Atrioventricular Block, First Degree in Dogs

First-degree atrioventricular block in dogs occurs when the electrical conduction from the atria to the ventricles experiences a delay or prolongation. Normally, the heart’s contraction is initiated by an electrical impulse originating from the sinoatrial node, which stimulates the atria. This impulse then travels to the atrioventricular node before reaching the ventricles. On an electrocardiogram (EKG), first-degree AV block is indicated by a prolonged PR interval, which is the time between the P wave (the main electrical impulse) and the QRS complex (the heart beat).

This condition can be observed in young, healthy dogs due to a high vagal tone, which refers to impulses from the vagus nerve that inhibit heart beat. Additionally, it is commonly found in elderly Cocker Spaniels and Dachshunds with degenerative conduction system disease.

Symptoms and Types

Symptoms and types of first-degree atrioventricular block in dogs typically remain unnoticed. However, if the condition is triggered by an overdose of digoxin, a medication used for heart issues, symptoms such as loss of appetite, vomiting, and diarrhea may manifest.


Causes of first-degree atrioventricular block may vary, though it can occur even in otherwise healthy dogs. Dachshunds and Cocker Spaniels are particularly susceptible to this condition. Certain prescription medications like digoxin, bethanechol, physostigmine, and pilocarpine may also increase the likelihood of first-degree AV block in animals. Other common causes include:

  • Calcium deficiency
  • Degenerative diseases affecting the electrical conduction system
  • Hypertrophic cardiomyopathy
  • Inflammation of the heart
  • Infiltrative diseases such as tumors or amyloidosis
  • Additionally, intravenous administration of atropine, which is used to control spasms, may briefly prolong the PR interval, contributing to the condition.


For diagnosis, your veterinarian will conduct a comprehensive physical examination and gather a thorough background history of your dog’s health, including the onset of symptoms and any relevant details pointing to the underlying cause. Standard tests such as a chemical blood profile and complete blood count will be performed to identify imbalances or infections.

An echocardiogram (EKG) will be conducted to rule out specific types of heart diseases, while X-ray or ultrasound imaging may be used to visualize the internal structures of the heart, confirming or ruling out the presence of masses. It’s important to note that disorders like gastrointestinal issues, high eye pressure, and upper airway diseases can lead to this condition, though they are not directly related to heart function.

EKG recordings will help examine the electrical currents within the heart muscles, potentially revealing abnormalities in cardiac electrical conduction, which is fundamental to the heart’s ability to contract and beat.

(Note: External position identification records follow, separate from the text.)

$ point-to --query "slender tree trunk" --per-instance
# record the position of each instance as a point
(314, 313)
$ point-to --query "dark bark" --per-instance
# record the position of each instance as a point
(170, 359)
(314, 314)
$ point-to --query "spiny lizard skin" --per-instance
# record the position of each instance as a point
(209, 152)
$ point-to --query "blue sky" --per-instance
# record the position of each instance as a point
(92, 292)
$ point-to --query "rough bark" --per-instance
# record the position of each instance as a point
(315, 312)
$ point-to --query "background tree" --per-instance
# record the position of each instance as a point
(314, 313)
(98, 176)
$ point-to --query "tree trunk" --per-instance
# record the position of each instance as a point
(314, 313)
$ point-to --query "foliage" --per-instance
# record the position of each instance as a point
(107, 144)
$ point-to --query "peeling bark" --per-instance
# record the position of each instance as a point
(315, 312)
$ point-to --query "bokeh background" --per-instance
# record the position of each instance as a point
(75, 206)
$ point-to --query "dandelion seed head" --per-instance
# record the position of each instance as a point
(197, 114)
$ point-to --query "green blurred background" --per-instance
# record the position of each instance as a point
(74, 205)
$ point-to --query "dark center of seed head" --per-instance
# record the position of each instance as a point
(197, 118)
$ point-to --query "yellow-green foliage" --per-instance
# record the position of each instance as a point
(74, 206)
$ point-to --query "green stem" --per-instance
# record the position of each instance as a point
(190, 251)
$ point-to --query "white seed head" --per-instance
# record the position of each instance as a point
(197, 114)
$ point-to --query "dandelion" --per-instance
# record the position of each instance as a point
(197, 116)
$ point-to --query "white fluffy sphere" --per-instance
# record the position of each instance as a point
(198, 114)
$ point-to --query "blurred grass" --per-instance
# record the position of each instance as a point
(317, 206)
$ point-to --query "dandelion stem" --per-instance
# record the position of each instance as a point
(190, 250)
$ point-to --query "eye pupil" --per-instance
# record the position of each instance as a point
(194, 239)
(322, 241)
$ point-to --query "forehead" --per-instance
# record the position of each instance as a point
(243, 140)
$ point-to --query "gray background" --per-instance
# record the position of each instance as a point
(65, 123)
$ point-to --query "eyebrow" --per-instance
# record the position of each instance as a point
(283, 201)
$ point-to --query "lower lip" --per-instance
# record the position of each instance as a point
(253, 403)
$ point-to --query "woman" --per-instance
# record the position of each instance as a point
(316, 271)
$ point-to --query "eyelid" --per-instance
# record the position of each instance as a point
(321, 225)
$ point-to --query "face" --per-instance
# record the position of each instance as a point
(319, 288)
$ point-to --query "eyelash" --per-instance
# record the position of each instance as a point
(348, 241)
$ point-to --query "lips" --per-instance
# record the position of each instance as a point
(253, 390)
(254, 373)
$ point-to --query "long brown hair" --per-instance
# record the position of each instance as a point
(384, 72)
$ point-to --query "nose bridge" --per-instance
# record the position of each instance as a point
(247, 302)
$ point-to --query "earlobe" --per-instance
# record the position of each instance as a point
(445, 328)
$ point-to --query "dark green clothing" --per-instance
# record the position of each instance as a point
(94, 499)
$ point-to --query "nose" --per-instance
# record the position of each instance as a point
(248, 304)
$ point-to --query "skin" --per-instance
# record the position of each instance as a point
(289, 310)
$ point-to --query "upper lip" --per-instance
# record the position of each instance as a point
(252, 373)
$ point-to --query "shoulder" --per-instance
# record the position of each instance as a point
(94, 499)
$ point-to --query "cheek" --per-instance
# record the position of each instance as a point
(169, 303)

Treatment for atrioventricular block will vary depending on the underlying disease causing it.

Living and Management

Living and management of your dog’s condition will involve following dietary guidelines prescribed by your veterinarian to address the underlying cause of the disease. Regular follow-up appointments with your veterinarian are essential to address any changes promptly. During these appointments, EKGs will be performed to monitor the progress of the heart’s ability to conduct properly.